While the melancholy Cordoba suggest contemplation and the passage of time the very melodic Halfaouine, a song revisited from the album Astrakan Café immediately sticks with you as the piano and oud mash together perfectly to create another instant charmer, something fairly rare for this record which usually takes a few listens in order for one to fully appreciate the quality of the music. The “earworm” trend continues with Zarabanda where the accordion takes the lead in a much-welcomed lighter tune for the listener to enjoy amidst the mostly heavy, contemplative tone of the larger part of the album. It is fascinating to notice how the accordion is almost always the instrument that creates the state of spirit, whether it’s the melancholy and reflection of the slower pieces or the lively Arabic celebration of the few faster ones. The album closes with the combo of Ete Andalous, a sleepy mood-piece followed by Vague var. in the ECM spirit of finishing a record with a short “outro” which is, sometimes, another variation of one of the more important tracks. In some cases it works (I`ve mentioned the track Exit off Nils Peter Molvaers Khmer ) and sometimes it doesn`t (A Tale Begun from Jan Garbarek`s In Praise of Dreams) but thankfully this song falls in the category of the former, as the “soul” of the piano theme from Vague feels ever-present throughout the album making it the logical closure for this work.

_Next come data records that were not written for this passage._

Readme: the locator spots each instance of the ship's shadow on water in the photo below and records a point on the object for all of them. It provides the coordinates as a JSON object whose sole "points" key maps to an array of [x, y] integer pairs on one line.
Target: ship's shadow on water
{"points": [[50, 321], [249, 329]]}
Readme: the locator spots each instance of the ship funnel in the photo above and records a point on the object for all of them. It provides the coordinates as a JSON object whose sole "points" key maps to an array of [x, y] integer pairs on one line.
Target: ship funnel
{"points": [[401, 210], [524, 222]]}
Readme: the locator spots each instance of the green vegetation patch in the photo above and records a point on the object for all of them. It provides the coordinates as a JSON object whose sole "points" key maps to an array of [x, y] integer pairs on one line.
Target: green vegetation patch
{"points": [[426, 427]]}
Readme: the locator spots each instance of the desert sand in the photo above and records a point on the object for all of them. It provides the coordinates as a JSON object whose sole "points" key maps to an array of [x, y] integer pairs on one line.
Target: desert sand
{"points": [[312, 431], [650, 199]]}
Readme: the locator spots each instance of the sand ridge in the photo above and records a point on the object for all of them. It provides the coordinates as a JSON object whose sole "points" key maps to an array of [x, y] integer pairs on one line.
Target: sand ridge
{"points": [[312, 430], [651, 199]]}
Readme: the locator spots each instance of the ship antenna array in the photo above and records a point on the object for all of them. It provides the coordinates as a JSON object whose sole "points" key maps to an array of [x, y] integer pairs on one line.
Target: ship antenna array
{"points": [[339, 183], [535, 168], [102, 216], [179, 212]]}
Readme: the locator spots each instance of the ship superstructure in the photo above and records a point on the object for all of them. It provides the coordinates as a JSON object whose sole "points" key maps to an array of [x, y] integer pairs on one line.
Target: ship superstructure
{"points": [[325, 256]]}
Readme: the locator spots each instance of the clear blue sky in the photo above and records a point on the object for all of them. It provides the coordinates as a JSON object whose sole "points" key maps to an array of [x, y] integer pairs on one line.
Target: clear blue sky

Overall, this record is, for the music lover, a very satisfactory hour, one in which the focus is set simply on enjoying the sound and nothing else. It might take a few listens for you to be able to truly embrace it but if you do decide to dedicate an hour to this superb collection of music please do so with an open mind, an open heart and offer it your full attention. You will not be disappointed.
Watch out for: the oud. A fascinating instrument which, in spite of its little range of “emotion” manages to evoke a very “raw”, instinctive fascination for its sound.
Best track: Vague/E La Nave Vas. It was very difficult to pick between this one and the title track. I tended to lean towards Sahar while my wife preferred this one but now I agree with her because this track has the added effect of being instantly likeable, the track I would use to introduce someone to the music of Anouar Brahem.